Чародеи (Гари) - страница 9

Приободренный, вдохновляемый легендарным русским героем Ильей Муромцем, изображение которого до сих пор еще красуется на пачках советских папирос — он обозревает горизонт пристальным взглядом, косая сажень в плечах, — я кидался очертя голову в тысячи сражений. Особенно много их происходило с сиреневыми драконами в желтую крапинку, которых я раздирал в клочья; устрашенные моей недюжинной силой, они бросались на колени, складывали руки и умоляли меня пощадить их, ссылаясь на семейные обстоятельства, старых драконов-родителей и одиннадцать голодных драконят, находящихся у них на иждивении. Другие, более изворотливые, играли на маленьких человеческих слабостях и вынимали из кармана карамель с начинкой, которой торговал тогда в своей лавке на Невском проспекте купец Кукочкин. До этих карамелек я был весьма охоч, так как сластолюбивые наклонности всех Дзага еще не простирались у меня дальше вкусовых бугорков. В общем, я благодарил их, потому что мне уже тогда больше нравилось впечатлять, восхищать, нежели действительно подвергать испытанию мои возможности, в чем я и показал себя хорошим сыном и итальянцем. Все же я командовал одним охристо-голубым драконом, любителем поспорить ни о чем, который, похваляясь логикой, пагубной для искусства, заявлял с менторским высокомерием, что я не могу его уничтожить, потому что он не существует. Так, сам того не зная, я столкнулся со злобным образчиком реализма, подлой цензурой этого мира, которая норовит задушить тот нарождающийся мир, первыми обитателями которого являются мечтатели и поэты. Инстинктивно угадав, что имею дело с опасным противником нашего племени, я действовал решительно и испепелял его одним лишь взглядом, оставляя на месте дракона только пучок травы — мака-самосейки и майорана. Неудовлетворенный тем, как я проучил его, и, может быть, смутно предчувствуя какую-то ответственность перед искусством, я обрывал его нежизнь среди полевых цветов, приносил их в дом и отдавал Авдотье с приказом приготовить к ужину, хорошенько потомив, остатки дракона. Авдотья, подбоченясь, долго созерцала пустой стол, на который я только что бросил съестные припасы; она покачивала головой, вздыхала, говорила: «О, Боже мой!» — и (я всегда пользовался ее расположением) обещала «превзойти сама себя» в кулинарном старании. Вечером она действительно подавала к столу одно из вкуснейших своих блюд, но когда я с победным видом объяснял сестре и двум своим братьям происхождение этой лакомой мякоти, они надо мной смеялись.

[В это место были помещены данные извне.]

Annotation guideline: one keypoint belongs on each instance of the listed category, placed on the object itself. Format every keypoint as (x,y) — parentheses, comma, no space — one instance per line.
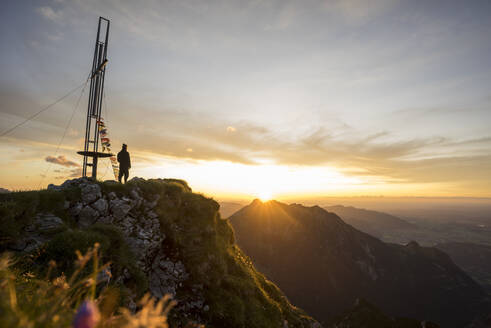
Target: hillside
(474,259)
(324,265)
(372,222)
(159,237)
(364,314)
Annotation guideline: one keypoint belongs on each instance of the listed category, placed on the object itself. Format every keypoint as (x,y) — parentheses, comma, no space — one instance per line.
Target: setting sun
(265,195)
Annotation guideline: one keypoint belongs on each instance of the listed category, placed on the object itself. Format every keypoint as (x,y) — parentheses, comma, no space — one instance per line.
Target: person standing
(124,163)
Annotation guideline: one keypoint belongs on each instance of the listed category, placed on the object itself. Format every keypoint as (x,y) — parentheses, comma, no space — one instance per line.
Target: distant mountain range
(473,258)
(372,222)
(364,314)
(323,265)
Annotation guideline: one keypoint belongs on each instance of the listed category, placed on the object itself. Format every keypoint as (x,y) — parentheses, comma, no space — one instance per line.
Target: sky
(257,98)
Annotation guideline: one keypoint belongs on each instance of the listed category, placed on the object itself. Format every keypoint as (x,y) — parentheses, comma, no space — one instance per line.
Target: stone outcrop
(135,217)
(160,238)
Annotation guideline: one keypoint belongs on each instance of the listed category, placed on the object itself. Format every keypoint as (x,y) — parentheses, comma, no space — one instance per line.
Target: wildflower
(87,315)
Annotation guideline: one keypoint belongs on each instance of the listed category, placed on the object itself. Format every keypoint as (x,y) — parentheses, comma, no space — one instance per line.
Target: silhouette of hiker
(124,163)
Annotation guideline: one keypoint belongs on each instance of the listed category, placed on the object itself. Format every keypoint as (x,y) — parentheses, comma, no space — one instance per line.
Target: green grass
(195,234)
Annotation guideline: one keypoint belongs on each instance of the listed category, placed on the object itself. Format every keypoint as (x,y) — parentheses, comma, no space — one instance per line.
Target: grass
(195,234)
(58,301)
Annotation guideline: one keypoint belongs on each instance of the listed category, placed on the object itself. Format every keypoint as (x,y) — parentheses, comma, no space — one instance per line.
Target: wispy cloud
(61,160)
(50,13)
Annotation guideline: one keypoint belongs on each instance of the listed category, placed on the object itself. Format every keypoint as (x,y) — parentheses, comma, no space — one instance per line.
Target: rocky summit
(323,265)
(158,237)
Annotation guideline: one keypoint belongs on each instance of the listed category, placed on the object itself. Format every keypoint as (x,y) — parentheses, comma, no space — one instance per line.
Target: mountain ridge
(309,251)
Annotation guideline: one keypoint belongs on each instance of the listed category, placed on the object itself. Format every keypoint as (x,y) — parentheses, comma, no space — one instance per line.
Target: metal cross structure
(95,101)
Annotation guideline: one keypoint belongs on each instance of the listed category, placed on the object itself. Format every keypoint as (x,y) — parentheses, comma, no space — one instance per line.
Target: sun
(265,195)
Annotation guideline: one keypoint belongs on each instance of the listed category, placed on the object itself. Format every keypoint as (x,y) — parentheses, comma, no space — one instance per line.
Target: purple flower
(87,315)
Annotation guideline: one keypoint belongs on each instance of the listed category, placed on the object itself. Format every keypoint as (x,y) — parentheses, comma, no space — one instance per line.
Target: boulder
(87,217)
(75,209)
(90,192)
(100,206)
(119,208)
(47,223)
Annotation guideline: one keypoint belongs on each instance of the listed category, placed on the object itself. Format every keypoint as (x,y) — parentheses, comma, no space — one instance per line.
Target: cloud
(49,13)
(61,160)
(75,173)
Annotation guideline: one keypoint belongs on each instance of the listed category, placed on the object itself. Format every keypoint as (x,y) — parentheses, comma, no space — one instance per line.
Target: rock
(90,192)
(136,180)
(134,193)
(106,219)
(47,223)
(119,208)
(104,276)
(100,205)
(87,217)
(151,205)
(152,215)
(75,209)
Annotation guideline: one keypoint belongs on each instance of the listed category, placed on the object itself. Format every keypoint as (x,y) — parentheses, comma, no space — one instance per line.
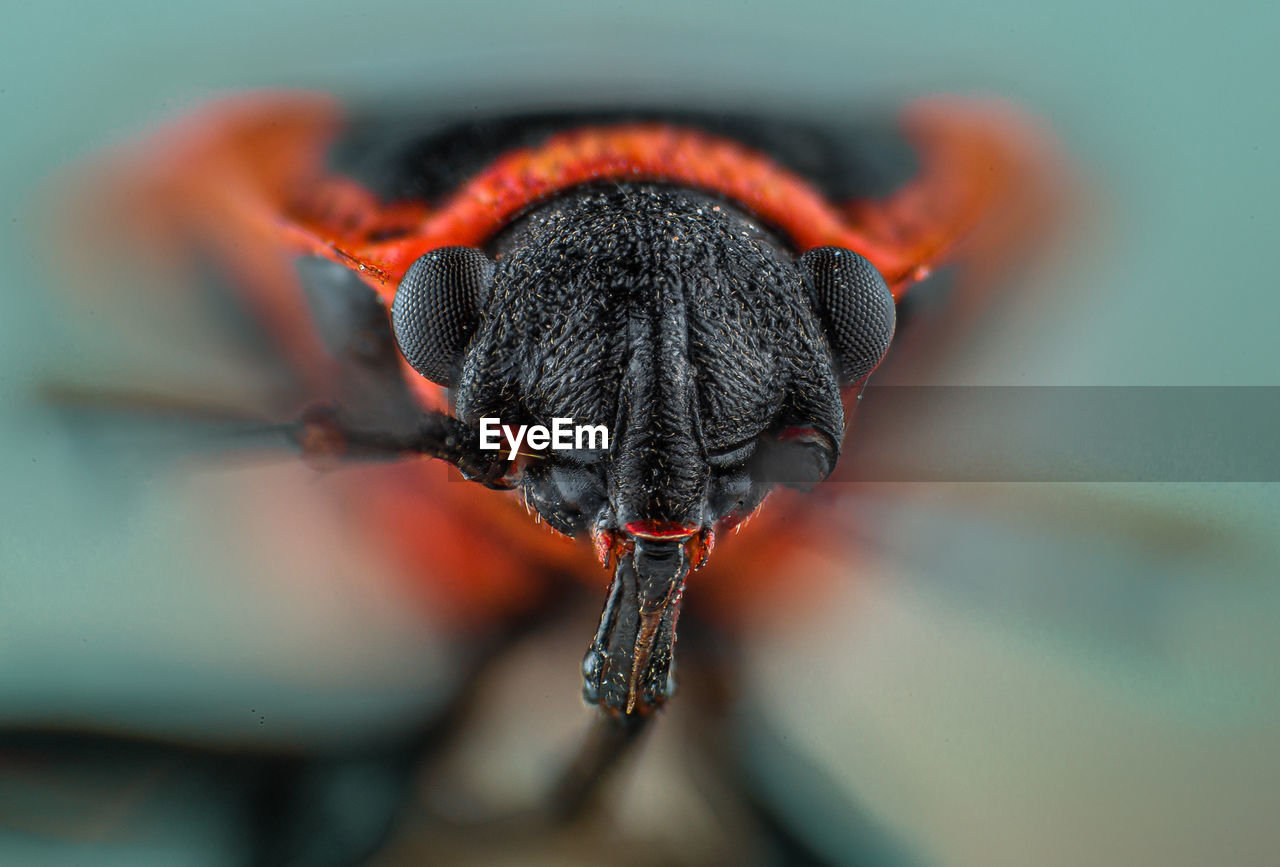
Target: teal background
(1045,674)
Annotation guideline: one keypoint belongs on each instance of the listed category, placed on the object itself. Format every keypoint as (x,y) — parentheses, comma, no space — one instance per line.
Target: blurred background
(1036,672)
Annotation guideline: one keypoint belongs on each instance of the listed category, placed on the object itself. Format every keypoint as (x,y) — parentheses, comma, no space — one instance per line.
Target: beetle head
(712,354)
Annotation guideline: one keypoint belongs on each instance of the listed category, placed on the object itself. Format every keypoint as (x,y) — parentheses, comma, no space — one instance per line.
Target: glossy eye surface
(856,309)
(437,310)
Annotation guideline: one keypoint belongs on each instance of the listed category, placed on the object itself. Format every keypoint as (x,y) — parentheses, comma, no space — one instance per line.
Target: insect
(711,291)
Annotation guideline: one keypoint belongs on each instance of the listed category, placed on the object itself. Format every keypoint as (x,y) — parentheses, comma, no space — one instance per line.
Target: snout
(630,667)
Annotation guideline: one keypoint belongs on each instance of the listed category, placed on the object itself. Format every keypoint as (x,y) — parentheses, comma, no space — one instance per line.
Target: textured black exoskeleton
(708,348)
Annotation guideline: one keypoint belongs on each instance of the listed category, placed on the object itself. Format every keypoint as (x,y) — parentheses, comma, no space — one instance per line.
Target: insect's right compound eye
(856,309)
(437,310)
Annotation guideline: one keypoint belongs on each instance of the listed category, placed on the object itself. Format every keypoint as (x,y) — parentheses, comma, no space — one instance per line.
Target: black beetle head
(695,337)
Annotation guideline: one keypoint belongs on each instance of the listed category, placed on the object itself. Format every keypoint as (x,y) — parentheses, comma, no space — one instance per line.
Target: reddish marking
(661,530)
(246,183)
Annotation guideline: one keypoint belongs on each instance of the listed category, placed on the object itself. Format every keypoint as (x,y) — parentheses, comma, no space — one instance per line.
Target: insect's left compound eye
(437,310)
(856,309)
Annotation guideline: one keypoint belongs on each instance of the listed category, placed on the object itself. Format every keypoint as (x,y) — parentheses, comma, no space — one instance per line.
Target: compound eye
(437,310)
(856,309)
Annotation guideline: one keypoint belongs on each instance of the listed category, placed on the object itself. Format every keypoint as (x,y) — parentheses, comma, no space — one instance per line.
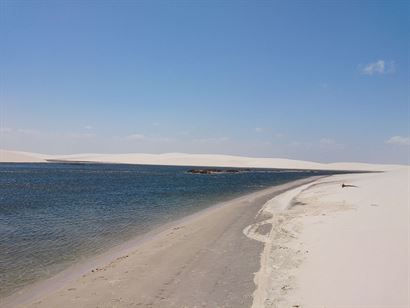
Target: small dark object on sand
(345,185)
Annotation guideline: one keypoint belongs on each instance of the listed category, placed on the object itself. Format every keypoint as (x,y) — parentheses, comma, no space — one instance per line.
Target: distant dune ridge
(183,159)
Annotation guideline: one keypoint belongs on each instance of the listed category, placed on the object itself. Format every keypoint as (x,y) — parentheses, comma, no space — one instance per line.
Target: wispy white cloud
(5,130)
(211,140)
(141,137)
(399,140)
(330,143)
(378,68)
(136,137)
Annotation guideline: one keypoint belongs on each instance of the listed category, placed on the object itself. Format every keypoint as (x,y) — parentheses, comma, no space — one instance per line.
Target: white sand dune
(338,247)
(21,157)
(182,159)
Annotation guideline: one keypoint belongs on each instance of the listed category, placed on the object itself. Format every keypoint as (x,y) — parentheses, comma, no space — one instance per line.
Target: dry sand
(317,245)
(337,247)
(203,261)
(182,159)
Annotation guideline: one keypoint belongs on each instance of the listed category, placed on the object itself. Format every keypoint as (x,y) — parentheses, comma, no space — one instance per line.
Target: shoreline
(329,245)
(49,286)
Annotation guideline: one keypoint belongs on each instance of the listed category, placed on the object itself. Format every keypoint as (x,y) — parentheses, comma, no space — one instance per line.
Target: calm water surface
(52,215)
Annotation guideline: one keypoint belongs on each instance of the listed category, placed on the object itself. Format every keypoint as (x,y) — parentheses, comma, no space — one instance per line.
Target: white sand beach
(183,159)
(310,243)
(337,247)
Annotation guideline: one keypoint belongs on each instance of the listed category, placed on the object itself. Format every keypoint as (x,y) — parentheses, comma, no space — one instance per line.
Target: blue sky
(314,80)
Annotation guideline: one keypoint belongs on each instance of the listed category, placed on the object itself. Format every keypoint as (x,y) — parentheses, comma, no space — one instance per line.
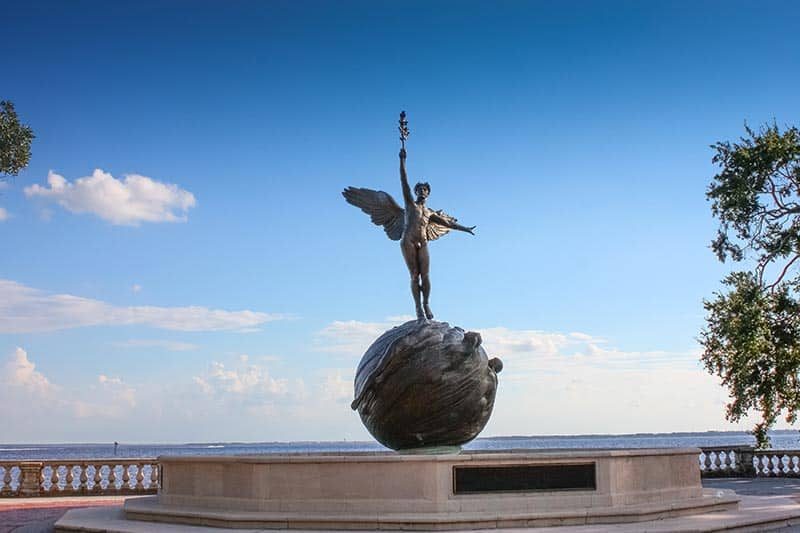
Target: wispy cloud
(19,371)
(129,201)
(172,346)
(24,309)
(351,337)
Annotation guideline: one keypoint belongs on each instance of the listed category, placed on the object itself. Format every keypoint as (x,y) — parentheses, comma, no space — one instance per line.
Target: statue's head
(422,190)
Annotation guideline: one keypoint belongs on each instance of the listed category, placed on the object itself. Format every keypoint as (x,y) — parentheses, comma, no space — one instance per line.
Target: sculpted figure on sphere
(414,226)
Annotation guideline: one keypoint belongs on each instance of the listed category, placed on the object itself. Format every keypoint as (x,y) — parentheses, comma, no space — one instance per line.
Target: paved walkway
(37,515)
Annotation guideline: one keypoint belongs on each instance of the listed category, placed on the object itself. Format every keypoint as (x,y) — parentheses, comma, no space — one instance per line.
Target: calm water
(780,440)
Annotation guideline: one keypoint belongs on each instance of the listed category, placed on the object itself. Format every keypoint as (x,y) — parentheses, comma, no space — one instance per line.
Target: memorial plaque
(523,478)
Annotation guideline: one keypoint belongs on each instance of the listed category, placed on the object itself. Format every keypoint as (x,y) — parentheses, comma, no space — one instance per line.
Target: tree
(15,141)
(752,335)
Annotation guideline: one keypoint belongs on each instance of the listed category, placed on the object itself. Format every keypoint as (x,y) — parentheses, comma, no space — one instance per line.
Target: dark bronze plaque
(522,478)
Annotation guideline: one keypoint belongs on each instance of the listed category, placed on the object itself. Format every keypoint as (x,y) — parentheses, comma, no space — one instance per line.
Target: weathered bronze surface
(413,226)
(425,384)
(422,386)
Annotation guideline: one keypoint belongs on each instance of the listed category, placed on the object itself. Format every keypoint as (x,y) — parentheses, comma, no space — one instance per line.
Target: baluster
(54,479)
(6,480)
(139,476)
(84,478)
(112,477)
(68,486)
(97,480)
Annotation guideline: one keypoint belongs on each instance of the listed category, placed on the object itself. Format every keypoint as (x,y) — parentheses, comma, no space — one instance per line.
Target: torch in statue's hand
(404,133)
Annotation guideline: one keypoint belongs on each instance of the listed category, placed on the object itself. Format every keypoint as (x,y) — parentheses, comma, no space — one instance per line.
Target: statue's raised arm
(407,197)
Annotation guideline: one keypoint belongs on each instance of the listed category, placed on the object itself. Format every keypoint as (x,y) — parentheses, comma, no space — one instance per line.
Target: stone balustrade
(746,461)
(86,477)
(81,477)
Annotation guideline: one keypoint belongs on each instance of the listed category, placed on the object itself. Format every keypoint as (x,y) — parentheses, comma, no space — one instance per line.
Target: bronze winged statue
(413,226)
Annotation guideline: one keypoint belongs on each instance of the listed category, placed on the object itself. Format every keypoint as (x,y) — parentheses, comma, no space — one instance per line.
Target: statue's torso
(416,220)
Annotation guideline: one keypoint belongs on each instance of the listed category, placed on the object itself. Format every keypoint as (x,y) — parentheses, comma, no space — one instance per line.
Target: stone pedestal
(461,491)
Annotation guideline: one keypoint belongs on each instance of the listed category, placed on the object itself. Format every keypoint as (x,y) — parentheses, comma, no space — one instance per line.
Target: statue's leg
(424,265)
(410,253)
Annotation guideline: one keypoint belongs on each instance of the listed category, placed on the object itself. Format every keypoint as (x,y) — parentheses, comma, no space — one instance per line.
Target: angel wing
(381,208)
(433,230)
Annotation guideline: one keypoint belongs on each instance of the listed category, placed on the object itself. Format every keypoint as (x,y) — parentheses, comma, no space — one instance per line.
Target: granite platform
(467,491)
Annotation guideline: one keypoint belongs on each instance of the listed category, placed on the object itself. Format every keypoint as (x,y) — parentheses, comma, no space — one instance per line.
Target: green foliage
(752,336)
(15,141)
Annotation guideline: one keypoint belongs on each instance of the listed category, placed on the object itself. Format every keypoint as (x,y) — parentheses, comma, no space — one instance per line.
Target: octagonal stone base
(392,491)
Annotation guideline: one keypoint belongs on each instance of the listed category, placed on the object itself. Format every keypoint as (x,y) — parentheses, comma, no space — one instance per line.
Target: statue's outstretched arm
(409,199)
(451,224)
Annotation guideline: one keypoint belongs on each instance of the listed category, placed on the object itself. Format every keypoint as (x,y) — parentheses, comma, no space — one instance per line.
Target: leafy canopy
(752,335)
(15,141)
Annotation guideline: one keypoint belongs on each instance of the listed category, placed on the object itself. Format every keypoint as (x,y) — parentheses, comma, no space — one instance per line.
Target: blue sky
(229,293)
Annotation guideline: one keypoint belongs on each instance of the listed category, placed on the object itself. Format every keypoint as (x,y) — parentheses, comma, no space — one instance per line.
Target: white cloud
(118,399)
(336,388)
(172,346)
(244,379)
(24,309)
(130,201)
(19,371)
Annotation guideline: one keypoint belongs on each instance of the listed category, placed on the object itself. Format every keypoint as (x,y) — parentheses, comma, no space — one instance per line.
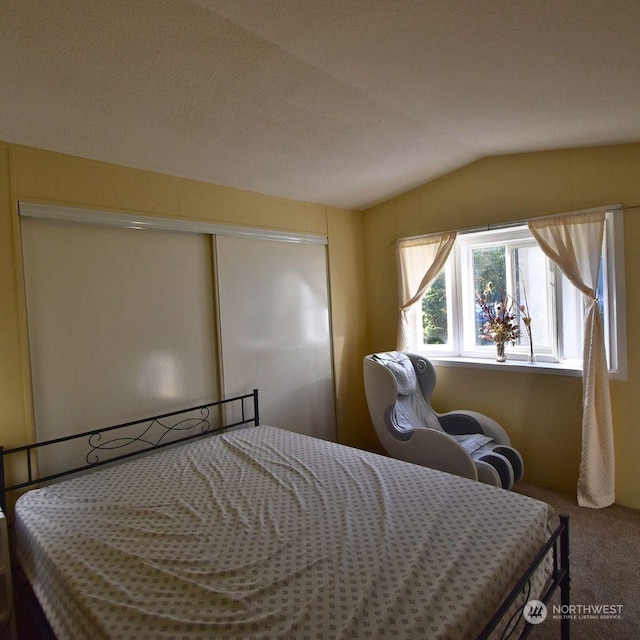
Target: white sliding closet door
(121,323)
(274,323)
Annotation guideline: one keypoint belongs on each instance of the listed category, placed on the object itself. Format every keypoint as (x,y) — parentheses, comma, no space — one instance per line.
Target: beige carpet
(605,567)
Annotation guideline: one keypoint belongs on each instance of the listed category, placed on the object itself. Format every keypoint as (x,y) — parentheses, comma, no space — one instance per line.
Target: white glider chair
(398,388)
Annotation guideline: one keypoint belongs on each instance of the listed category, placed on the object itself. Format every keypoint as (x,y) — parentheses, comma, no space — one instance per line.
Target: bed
(258,532)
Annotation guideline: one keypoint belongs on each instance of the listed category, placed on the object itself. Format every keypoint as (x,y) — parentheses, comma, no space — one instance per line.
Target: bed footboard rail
(558,545)
(142,436)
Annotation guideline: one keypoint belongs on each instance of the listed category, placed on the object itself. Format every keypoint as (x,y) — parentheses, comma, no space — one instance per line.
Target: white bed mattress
(263,533)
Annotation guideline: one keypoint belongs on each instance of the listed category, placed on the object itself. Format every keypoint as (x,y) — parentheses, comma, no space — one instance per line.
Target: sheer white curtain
(574,243)
(419,262)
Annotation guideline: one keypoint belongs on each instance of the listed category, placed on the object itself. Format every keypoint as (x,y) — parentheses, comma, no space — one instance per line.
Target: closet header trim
(135,221)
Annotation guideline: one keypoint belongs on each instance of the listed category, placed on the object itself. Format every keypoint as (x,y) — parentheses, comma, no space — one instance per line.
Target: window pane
(434,311)
(490,279)
(532,293)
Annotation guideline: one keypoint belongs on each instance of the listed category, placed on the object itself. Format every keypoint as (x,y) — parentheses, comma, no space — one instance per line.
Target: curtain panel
(419,262)
(574,243)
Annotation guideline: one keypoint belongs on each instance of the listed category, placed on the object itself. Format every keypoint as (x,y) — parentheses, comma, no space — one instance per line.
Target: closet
(130,316)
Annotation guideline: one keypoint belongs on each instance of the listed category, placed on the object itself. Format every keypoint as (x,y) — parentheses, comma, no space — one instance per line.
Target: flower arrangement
(501,322)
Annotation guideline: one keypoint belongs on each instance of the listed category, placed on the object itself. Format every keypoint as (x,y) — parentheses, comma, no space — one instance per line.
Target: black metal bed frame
(558,544)
(181,421)
(96,444)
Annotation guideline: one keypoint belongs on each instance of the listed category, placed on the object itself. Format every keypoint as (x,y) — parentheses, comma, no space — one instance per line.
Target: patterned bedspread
(263,533)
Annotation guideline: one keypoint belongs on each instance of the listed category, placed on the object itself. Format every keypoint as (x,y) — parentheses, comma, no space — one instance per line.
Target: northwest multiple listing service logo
(535,611)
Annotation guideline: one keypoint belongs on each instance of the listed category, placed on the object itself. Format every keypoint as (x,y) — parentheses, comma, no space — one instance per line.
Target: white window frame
(458,352)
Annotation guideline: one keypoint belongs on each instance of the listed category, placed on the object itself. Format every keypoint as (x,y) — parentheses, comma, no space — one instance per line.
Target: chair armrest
(437,450)
(462,422)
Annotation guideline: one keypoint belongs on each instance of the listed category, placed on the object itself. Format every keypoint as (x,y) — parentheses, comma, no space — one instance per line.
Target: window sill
(549,368)
(572,369)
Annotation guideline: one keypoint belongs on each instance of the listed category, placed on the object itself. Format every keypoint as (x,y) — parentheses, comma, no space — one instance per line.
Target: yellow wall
(40,176)
(541,412)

Два моих брата — Гвидо и Джакопо — и сестра Анджела были гораздо старше меня и рождены в первом браке отца. Вскоре они должны были покинуть дом и, освоив азы профессии, идти каждый своим путем, как это заведено у бродячих артистов. Я только изредка виделся с ними; старший, Гвидо, остался верен корням и сделался жонглером и акробатом; другой, Джакопо, стал известным скрипачом. Однако ему не повезло: его соперником был Паганини; ему недоставало истинной гениальности, и он ожесточился, забросил скрипку. Последние дни Джакопо провел как уличный музыкант, вконец обнищал и умер в Неаполе в полной безвестности. Сестра же вышла замуж в шестнадцать лет, но пережила приключения, о которых я еще расскажу.